The project was developed by the CIN Researcher Antonio Pascarella
Project Description
In 2023, global photovoltaic (PV) installed capacity—a key driver in the decarbonization of the power sector—reached 1,552.3 GWp. In France, the capacity stood at 19.9 GWp as of April 2024. Over the previous year, PV capacity grew by nearly 32% worldwide and by 15.7% in France. Despite this rapid expansion, the integration of PV electricity into power grids remains challenging, primarily due to limited knowledge about rooftop PV installations. These systems account for around 20% of France’s total PV capacity, yet their power production is rarely measured directly, leading to what is known as a lack of observability.
In this study, we address this challenge by leveraging high-resolution ground-truth measurements from individual rooftop PV systems—available at unprecedented temporal and spatial scales. We demonstrate that it is possible to estimate the power production of such systems accurately by combining solar irradiance and temperature data with basic system characteristics inferred from remote sensing, alongside a simplified irradiance-to-electricity conversion model. Our approach achieves a normalized estimation error (pRMSE) of approximately 10% relative to system capacity.

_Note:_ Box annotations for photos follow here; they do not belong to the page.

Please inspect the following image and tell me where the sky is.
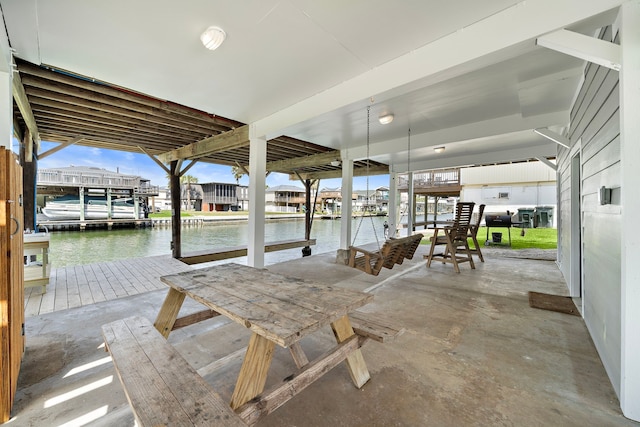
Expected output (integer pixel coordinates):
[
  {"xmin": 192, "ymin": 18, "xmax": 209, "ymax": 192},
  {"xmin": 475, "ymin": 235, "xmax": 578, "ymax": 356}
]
[{"xmin": 28, "ymin": 139, "xmax": 389, "ymax": 190}]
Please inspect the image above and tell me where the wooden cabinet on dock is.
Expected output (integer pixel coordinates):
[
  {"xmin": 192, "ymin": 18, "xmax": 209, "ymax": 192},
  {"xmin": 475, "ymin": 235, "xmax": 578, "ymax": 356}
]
[
  {"xmin": 24, "ymin": 233, "xmax": 51, "ymax": 294},
  {"xmin": 0, "ymin": 148, "xmax": 24, "ymax": 423}
]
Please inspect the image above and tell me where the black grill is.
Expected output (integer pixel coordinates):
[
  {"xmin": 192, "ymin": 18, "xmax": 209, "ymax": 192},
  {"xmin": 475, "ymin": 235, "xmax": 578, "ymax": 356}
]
[
  {"xmin": 484, "ymin": 212, "xmax": 520, "ymax": 246},
  {"xmin": 484, "ymin": 213, "xmax": 513, "ymax": 227}
]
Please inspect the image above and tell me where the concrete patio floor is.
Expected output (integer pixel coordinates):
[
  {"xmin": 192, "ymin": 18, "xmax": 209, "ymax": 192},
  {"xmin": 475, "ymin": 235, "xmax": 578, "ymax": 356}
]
[{"xmin": 6, "ymin": 245, "xmax": 640, "ymax": 427}]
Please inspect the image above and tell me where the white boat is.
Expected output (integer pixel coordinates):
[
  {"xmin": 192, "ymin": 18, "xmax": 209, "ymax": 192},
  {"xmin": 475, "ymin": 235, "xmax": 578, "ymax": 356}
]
[{"xmin": 42, "ymin": 194, "xmax": 144, "ymax": 220}]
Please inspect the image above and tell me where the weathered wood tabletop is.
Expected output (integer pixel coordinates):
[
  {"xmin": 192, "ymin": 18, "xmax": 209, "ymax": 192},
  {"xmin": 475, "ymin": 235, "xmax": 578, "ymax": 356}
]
[
  {"xmin": 160, "ymin": 263, "xmax": 373, "ymax": 347},
  {"xmin": 154, "ymin": 263, "xmax": 373, "ymax": 424}
]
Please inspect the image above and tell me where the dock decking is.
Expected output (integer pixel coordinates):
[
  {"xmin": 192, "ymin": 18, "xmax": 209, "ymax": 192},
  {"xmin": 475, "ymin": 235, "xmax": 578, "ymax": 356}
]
[{"xmin": 24, "ymin": 255, "xmax": 192, "ymax": 317}]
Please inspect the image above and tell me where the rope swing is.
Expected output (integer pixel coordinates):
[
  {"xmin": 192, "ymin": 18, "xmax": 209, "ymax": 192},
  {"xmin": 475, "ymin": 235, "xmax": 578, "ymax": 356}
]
[{"xmin": 351, "ymin": 106, "xmax": 380, "ymax": 251}]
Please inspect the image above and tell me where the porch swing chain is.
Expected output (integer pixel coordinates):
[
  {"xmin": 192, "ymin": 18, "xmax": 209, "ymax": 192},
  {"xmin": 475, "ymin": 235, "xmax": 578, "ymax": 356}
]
[{"xmin": 352, "ymin": 106, "xmax": 380, "ymax": 251}]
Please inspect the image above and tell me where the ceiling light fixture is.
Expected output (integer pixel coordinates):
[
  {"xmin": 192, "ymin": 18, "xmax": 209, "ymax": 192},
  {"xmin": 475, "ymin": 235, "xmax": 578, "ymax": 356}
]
[
  {"xmin": 200, "ymin": 26, "xmax": 227, "ymax": 50},
  {"xmin": 378, "ymin": 114, "xmax": 393, "ymax": 125}
]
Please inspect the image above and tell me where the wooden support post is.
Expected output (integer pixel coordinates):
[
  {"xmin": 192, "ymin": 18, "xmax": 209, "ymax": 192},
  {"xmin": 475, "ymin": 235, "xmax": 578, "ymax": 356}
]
[
  {"xmin": 78, "ymin": 187, "xmax": 85, "ymax": 221},
  {"xmin": 331, "ymin": 316, "xmax": 371, "ymax": 388},
  {"xmin": 169, "ymin": 160, "xmax": 182, "ymax": 259},
  {"xmin": 231, "ymin": 333, "xmax": 276, "ymax": 410},
  {"xmin": 20, "ymin": 132, "xmax": 38, "ymax": 230},
  {"xmin": 302, "ymin": 179, "xmax": 312, "ymax": 257},
  {"xmin": 153, "ymin": 288, "xmax": 186, "ymax": 338},
  {"xmin": 107, "ymin": 188, "xmax": 113, "ymax": 219}
]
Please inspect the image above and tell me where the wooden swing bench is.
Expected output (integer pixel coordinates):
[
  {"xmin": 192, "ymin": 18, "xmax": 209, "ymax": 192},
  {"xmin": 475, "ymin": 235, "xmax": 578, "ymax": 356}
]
[
  {"xmin": 349, "ymin": 233, "xmax": 424, "ymax": 276},
  {"xmin": 179, "ymin": 239, "xmax": 316, "ymax": 265}
]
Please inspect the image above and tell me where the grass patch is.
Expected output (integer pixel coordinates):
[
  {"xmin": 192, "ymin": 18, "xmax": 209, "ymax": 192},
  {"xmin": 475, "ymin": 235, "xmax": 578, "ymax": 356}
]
[{"xmin": 469, "ymin": 227, "xmax": 558, "ymax": 249}]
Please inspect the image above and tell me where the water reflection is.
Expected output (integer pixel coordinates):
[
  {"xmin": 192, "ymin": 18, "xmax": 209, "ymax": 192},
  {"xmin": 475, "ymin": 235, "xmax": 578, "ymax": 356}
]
[{"xmin": 50, "ymin": 217, "xmax": 387, "ymax": 268}]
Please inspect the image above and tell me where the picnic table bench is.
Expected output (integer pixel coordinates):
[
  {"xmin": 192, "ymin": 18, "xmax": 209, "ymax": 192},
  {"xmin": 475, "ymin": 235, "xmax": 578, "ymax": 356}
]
[
  {"xmin": 154, "ymin": 263, "xmax": 401, "ymax": 425},
  {"xmin": 103, "ymin": 264, "xmax": 404, "ymax": 426},
  {"xmin": 102, "ymin": 316, "xmax": 246, "ymax": 427},
  {"xmin": 349, "ymin": 233, "xmax": 424, "ymax": 276}
]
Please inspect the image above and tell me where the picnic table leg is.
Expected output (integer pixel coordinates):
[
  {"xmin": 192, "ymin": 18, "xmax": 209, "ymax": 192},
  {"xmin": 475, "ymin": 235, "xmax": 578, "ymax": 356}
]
[
  {"xmin": 289, "ymin": 341, "xmax": 309, "ymax": 369},
  {"xmin": 153, "ymin": 288, "xmax": 186, "ymax": 338},
  {"xmin": 331, "ymin": 316, "xmax": 371, "ymax": 388},
  {"xmin": 231, "ymin": 333, "xmax": 276, "ymax": 410}
]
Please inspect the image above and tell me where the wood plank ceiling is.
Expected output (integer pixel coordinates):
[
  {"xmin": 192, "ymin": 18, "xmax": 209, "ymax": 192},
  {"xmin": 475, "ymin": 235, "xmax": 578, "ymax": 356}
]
[{"xmin": 14, "ymin": 59, "xmax": 388, "ymax": 179}]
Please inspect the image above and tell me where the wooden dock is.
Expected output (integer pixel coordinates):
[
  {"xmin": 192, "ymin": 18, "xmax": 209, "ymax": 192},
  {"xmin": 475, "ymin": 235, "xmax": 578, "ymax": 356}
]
[{"xmin": 24, "ymin": 255, "xmax": 192, "ymax": 317}]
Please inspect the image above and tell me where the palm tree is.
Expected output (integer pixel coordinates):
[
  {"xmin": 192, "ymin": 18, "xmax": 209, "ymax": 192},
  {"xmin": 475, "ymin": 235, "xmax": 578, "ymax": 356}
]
[
  {"xmin": 180, "ymin": 175, "xmax": 198, "ymax": 210},
  {"xmin": 231, "ymin": 166, "xmax": 244, "ymax": 185}
]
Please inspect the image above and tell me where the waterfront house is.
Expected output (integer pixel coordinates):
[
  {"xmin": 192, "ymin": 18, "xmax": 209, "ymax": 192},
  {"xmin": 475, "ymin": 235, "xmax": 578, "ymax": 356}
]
[{"xmin": 265, "ymin": 185, "xmax": 306, "ymax": 213}]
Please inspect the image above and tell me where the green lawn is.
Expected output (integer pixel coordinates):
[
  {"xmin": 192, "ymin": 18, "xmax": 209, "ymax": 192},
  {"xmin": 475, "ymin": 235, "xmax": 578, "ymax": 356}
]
[{"xmin": 469, "ymin": 227, "xmax": 558, "ymax": 249}]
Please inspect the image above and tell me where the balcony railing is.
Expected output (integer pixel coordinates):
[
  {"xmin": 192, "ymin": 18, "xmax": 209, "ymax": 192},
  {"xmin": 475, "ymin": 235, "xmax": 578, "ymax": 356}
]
[
  {"xmin": 398, "ymin": 168, "xmax": 460, "ymax": 189},
  {"xmin": 36, "ymin": 171, "xmax": 142, "ymax": 188}
]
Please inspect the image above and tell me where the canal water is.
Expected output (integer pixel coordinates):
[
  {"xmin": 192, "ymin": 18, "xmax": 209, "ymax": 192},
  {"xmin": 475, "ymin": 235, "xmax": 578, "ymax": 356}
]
[{"xmin": 49, "ymin": 217, "xmax": 396, "ymax": 268}]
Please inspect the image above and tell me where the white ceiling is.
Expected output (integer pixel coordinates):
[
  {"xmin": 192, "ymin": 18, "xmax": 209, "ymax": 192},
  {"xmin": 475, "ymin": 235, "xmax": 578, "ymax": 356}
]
[{"xmin": 0, "ymin": 0, "xmax": 621, "ymax": 171}]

These findings highlight that even with minimal information and a simple modeling framework, it is possible to significantly improve the observability of rooftop PV systems. Enhancing this observability is essential for better integration of distributed solar power into the electric grid. More broadly, our results suggest that reliable estimates of small-scale PV generation can be obtained without detailed system-level data.
In addition, during the project, some work was done on onboard AI methods for drought detection. A second activity involved the drafting of a scientific review (which is still ongoing) for Earth Observation applications for energy and the environment.